De facto, rather than de jure, recognition can be a basis for a constructive 
relationship, as Israel knows from the mutual benefits of its shah-era dealings 
with Iran.

Israeli governments have negotiated a two-state solution although they included 
religious parties that do not recognize Palestinians’ right to statehood.

“But,” Siegman said, “if moderates within Hamas are to prevail, a payoff is 
needed for their moderation. And until the U.S. provides one, there will be no 
Palestinian unity government.”

The need for that incentive is reflected in the four core proposals of what the 
authors call “a last chance for a two-state Israel-Palestine agreement.” Taken 
together, they constitute the start of an essential rebalancing of America’s 
Bush-era Israel-can-do-no-wrong policy.

The first is clear U.S. endorsement of a two-state solution based on the lines 
of June 4, 1967, with minor, reciprocal, agreed land swaps where necessary. That 
means removing all West Bank settlements except in some heavily populated areas 
abutting Jerusalem — and, of course, halting the unacceptable ongoing 
construction of new ones.

The second is establishing Jerusalem as home to the Israeli and Palestinian 
capitals.
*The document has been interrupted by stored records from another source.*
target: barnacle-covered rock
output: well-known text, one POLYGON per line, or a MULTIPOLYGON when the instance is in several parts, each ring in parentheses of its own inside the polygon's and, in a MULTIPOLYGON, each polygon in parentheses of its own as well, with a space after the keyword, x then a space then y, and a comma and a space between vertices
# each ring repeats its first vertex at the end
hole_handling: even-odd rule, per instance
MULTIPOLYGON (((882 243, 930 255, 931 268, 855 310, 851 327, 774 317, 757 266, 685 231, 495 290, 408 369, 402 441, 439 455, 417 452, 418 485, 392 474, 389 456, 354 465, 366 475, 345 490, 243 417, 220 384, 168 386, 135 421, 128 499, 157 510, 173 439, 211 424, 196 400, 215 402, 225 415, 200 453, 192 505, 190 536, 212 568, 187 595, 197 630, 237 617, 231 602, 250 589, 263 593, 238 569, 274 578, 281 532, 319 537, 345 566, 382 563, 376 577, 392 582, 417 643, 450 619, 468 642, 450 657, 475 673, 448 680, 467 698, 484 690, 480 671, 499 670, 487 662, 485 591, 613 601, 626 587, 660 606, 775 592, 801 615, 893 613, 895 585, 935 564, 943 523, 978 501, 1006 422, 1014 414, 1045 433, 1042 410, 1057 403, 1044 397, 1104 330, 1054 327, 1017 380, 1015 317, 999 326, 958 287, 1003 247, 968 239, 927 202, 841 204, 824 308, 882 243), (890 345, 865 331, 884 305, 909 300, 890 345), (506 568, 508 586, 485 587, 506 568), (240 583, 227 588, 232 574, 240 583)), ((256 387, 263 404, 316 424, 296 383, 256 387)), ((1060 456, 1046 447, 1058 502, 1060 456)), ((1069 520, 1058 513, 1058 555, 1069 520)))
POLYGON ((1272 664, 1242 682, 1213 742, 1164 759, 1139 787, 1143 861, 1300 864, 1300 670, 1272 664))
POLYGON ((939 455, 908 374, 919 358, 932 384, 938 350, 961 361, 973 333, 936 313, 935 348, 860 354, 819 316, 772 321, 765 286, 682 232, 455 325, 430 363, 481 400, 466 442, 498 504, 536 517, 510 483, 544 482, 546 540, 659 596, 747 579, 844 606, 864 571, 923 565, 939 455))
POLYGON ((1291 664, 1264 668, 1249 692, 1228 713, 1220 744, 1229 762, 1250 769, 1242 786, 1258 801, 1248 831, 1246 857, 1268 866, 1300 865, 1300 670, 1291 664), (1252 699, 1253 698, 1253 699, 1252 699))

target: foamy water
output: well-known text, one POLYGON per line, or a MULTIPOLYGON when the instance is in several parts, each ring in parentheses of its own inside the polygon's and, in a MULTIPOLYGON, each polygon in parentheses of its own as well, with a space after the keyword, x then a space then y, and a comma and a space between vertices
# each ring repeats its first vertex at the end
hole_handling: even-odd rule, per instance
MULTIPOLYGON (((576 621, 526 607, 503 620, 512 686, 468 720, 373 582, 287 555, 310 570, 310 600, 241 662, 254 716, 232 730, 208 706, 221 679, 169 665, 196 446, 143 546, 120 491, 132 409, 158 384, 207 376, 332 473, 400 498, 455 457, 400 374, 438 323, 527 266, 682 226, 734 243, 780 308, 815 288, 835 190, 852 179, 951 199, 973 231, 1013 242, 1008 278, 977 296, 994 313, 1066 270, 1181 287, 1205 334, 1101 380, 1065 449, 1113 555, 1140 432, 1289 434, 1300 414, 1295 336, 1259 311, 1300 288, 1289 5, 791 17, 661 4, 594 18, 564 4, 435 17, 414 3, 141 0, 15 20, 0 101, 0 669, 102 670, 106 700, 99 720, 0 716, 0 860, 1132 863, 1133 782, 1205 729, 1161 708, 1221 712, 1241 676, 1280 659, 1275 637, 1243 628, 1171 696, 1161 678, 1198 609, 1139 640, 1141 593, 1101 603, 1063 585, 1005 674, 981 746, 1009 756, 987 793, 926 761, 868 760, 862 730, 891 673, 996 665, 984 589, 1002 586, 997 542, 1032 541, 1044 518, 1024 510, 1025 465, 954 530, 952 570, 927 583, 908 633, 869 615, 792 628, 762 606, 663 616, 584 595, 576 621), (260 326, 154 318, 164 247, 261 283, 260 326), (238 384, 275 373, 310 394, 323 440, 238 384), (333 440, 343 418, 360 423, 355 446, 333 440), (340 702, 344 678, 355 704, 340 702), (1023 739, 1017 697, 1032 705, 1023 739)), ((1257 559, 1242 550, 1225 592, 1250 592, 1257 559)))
Jewish neighborhoods would be under Israeli sovereignty and Arab 
neighborhoods under Palestinian sovereignty, with special arrangements for the 
Old City providing unimpeded access to holy sites for all communities.

The third is major financial compensation and resettlement assistance in a 
Palestinian state for refugees, coupled with some formal Israeli acknowledgment 
of responsibility for the problem, but no generalized right of return.

The fourth is the creation of an American-led, U.N.-mandated multinational force 
for a transitional period of up to 15 years leading to full Palestinian control 
of their security.

Obama has told Volcker that he would, in time, meet with the signatories of the 
letter. He should do so once an Israeli government is in place. And then he 
should incorporate their ideas in laying out the new realism of American 
commitment to Palestine and the new price of American commitment to Israel.